Miguel had already been to the Bijagos and his stories created in my imagination a landscape of flat, densely forested islands, a labyrinth of waterways inhabited by hippos and crocodiles. Not that I particularly like crocodiles. But to visit a world that is not plastered with beach bars and souvenir shops, in other words, a world off the beaten track of mass tourism, immediately appealed to me.
However, this may also be due to the fact that I am easily inspired and usually only consider the consequences of my hasty decisions in retrospect. But without such a disposition, I would probably never have given up my secure existence in Switzerland, never have set sail and never have settled in the Azores. It’s hard to escape yourself.
Travelling with pijamas and children’s clothes
As it turned out later, the expedition was also meant to serve a humanitarian purpose, which is why there are now three huge sacks of clothes on board Blue Alligator, destined for the people of the Bijagos: 12 kilograms of children’s clothes, as many bathing suits and pijamas (although I’m not sure if pijamas are really needed there. But since they are on board…). Sacks of flour, huge amounts of pasta and rice are also to be distributed to the yachts.

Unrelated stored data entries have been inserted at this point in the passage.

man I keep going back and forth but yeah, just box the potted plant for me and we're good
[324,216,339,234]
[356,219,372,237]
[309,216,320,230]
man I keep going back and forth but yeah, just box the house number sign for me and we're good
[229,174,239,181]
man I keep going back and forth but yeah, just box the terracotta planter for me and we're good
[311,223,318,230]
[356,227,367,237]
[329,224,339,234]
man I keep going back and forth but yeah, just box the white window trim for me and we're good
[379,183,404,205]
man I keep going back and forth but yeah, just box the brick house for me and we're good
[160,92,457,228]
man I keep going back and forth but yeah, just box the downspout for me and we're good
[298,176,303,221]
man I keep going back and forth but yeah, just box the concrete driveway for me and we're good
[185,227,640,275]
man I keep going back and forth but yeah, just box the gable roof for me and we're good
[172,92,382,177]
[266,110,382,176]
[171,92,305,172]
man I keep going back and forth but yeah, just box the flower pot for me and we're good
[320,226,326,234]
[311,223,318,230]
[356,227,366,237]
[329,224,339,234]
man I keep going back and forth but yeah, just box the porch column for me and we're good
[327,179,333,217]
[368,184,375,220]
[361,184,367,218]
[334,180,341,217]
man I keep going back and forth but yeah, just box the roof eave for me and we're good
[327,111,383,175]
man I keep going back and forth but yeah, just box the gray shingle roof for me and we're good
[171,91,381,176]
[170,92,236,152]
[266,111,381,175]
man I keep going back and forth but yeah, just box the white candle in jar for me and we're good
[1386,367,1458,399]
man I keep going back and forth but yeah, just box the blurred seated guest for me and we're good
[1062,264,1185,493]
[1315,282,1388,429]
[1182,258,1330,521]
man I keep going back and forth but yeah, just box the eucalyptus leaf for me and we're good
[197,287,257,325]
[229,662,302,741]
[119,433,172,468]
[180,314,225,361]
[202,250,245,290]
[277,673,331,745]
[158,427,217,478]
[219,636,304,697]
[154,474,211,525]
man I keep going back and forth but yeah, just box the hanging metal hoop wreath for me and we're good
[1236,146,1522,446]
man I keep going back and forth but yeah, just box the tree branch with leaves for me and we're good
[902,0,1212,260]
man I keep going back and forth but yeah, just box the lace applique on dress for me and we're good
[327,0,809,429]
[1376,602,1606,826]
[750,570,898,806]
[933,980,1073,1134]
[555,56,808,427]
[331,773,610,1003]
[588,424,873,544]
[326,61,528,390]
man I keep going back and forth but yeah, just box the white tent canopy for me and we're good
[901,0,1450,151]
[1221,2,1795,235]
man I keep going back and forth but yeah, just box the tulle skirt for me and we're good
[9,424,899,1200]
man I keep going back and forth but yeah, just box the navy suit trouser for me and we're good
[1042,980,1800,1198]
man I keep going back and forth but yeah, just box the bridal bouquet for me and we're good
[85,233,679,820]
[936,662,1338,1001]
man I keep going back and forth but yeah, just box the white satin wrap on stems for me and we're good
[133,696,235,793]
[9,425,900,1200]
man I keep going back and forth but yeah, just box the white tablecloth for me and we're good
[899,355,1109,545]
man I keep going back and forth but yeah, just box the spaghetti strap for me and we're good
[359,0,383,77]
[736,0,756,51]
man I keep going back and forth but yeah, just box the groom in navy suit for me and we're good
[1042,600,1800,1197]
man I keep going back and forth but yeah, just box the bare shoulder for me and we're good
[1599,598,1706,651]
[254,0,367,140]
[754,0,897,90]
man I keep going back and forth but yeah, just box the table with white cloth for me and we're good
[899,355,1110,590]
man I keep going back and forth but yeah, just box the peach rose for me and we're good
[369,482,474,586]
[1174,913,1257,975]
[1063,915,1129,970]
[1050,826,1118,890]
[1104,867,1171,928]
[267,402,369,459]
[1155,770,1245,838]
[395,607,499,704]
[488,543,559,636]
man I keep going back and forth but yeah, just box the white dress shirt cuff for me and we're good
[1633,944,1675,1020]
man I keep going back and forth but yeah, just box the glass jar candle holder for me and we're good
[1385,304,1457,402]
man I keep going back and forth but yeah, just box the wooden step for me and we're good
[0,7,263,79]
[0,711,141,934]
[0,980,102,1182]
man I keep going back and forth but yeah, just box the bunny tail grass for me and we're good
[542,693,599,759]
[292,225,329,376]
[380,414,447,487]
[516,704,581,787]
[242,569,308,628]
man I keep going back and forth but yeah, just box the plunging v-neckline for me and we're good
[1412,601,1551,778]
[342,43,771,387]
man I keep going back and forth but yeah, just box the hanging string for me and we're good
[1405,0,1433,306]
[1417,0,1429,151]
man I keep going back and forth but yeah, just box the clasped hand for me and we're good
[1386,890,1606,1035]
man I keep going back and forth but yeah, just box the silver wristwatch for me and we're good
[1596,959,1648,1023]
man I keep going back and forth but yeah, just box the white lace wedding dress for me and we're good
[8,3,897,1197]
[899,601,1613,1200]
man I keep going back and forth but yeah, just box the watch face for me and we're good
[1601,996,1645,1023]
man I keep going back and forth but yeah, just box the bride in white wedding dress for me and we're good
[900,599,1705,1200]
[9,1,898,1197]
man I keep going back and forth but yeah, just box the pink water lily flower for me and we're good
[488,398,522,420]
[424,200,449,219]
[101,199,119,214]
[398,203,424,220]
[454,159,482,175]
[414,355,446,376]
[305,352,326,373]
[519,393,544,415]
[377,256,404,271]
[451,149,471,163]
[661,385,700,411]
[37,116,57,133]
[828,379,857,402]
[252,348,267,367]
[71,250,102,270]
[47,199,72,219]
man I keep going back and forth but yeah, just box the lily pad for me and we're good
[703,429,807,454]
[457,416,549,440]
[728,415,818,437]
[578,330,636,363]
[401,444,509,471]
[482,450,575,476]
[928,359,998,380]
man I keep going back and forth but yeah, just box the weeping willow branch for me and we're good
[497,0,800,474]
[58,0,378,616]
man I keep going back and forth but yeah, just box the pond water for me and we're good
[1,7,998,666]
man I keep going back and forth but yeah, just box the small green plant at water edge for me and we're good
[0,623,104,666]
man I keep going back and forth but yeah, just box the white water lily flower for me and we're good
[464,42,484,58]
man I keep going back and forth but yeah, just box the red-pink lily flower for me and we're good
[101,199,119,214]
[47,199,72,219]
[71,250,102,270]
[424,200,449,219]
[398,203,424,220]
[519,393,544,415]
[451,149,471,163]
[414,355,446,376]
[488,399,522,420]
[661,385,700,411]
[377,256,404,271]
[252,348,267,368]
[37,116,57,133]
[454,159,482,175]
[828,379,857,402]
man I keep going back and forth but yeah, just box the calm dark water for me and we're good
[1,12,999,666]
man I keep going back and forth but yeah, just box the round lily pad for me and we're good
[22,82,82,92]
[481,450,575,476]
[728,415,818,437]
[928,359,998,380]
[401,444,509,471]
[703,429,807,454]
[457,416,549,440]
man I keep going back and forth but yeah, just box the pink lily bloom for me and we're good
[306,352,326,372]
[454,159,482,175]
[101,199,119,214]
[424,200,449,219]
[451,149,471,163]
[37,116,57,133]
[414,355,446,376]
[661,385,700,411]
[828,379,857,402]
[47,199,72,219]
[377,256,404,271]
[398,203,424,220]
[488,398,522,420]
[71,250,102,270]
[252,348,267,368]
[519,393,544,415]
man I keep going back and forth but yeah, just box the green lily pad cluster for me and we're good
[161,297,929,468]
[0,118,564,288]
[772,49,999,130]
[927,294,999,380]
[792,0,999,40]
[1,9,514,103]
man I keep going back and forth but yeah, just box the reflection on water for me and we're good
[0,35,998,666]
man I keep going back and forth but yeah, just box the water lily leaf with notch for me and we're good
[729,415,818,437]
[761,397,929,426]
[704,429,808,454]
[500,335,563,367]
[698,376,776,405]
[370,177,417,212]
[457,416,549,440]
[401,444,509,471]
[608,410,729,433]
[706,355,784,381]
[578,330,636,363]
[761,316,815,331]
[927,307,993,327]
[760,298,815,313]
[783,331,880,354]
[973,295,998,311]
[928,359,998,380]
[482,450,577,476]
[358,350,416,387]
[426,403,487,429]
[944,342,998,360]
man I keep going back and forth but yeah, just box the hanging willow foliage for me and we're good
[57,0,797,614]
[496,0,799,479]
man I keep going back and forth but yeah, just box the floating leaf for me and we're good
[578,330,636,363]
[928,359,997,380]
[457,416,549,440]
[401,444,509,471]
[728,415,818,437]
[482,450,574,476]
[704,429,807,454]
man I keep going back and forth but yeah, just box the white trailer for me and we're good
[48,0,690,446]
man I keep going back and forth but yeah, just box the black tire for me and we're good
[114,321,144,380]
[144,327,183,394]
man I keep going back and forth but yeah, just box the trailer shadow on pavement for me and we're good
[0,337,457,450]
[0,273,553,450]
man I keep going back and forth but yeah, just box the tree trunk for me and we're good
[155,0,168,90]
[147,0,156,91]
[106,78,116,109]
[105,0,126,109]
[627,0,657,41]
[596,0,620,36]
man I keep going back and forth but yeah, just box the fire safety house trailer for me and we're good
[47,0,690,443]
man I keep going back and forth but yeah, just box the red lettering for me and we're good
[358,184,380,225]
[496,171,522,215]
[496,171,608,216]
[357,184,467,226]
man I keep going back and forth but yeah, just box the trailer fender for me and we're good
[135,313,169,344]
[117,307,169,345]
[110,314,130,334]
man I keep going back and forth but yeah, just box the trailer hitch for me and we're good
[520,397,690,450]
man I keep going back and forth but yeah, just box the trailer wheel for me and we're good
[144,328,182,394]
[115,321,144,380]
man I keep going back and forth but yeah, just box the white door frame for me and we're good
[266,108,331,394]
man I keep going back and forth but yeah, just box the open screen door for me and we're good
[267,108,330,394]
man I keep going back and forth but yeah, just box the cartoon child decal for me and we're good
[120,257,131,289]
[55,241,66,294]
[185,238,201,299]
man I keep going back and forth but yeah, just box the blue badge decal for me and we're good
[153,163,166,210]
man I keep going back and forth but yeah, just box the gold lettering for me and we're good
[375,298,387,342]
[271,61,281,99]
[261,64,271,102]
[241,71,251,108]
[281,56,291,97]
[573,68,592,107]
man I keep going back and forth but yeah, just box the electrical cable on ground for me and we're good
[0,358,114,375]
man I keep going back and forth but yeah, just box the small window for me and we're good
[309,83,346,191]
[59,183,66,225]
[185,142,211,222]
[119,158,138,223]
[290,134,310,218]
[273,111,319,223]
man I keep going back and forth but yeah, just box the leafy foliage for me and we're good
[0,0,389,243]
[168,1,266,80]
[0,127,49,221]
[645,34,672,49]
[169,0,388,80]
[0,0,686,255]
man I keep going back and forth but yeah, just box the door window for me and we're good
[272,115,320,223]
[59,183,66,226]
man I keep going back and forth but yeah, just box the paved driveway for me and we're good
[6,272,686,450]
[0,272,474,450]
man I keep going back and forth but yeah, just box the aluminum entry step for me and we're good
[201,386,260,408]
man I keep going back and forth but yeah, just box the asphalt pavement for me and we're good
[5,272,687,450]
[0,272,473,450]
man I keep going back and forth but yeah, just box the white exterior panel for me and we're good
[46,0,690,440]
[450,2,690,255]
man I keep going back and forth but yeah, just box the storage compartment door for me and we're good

And then I will probably host a fellow sailor from Cape Verde, whom I am looking forward to: Paulo Ramalho is an anthropologist and writer. Like me, he lives on Santa Maria. I got to know him thanks to the expedition. A nice side effect. In the meantime, we have become friends and get along very well. Paulo lived in Guinea-Bissau as a child. He probably still has relatives living in the former Portuguese colony. So, I am lucky to be travelling with someone who is at least somewhat familiar with the area.
So far, nine boats and their crews are on Miguel’s expedition list. They come from Portugal, Spain, the Netherlands, France and Switzerland (besides Blue Alligator, there is supposed to be a second Swiss boat, but I don’t know it yet).
Miguel has organised a lot in the meantime so that our arrival and stay on the Bijagos are uncomplicated. However, the official programme is also growing: a meeting with the governor, various folklore events, guided tours. I hope there will be enough time for the turtles and the plastic waste. But that’s probably the price we have to pay for a little security, water, diesel and food on site. Where otherwise there are basically no supplies.
And since we are travelling with sailboats, one or two things are bound to get broken. Good contacts to the local population can be useful, even if repairs are rather provisional.
However, I expect that any damage on Blue Alligator will make itself felt before Africa. I have already replaced the fridge; the old one gave up on the trip to Madeira. Also, a bracket for the hydrogenerator brake. The generator supplies me with electricity while sailing, therefore it’s essential (as is the fridge, actually). A carpenter in Funchal rebuilt the broken piece of plastic from solid wood. It should hold.
In Santa Cruz de Tenerife I will also check the rig. And the radar also needs to be checked, because it doesn’t work. That means climbing into the mast, which is not my favourite task. But it’s better to check than to risk the mast coming down. Finally, spare parts for the engine and electrics have to be put on board.
Despite the assurance of being supplied with water, I will procure additional jerry cans. Blue Alligator’s tanks hold around 200 litres. For me alone, that would be enough for a long time. But for two? Another 100 litres wouldn’t be bad. Meanwhile, there are already two twenty-litre jerry cans for diesel at the railing (in addition to the three ten-litre canisters in one of the lazarettes). All this is quite a lot for a ten-metre yacht. But somehow it will be all right.
But will I really sail? Last time, on the threshold of crossing the Atlantic, I chickened out. But this time I am not alone. Other boats have the same goal, and I, even if not at sea, but in the harbours and at the anchorages, will always meet people I know. And finally, I have to deliver the pijamas, children’s clothes and swimwear that are stored in the pilot berth of Blue Alligator.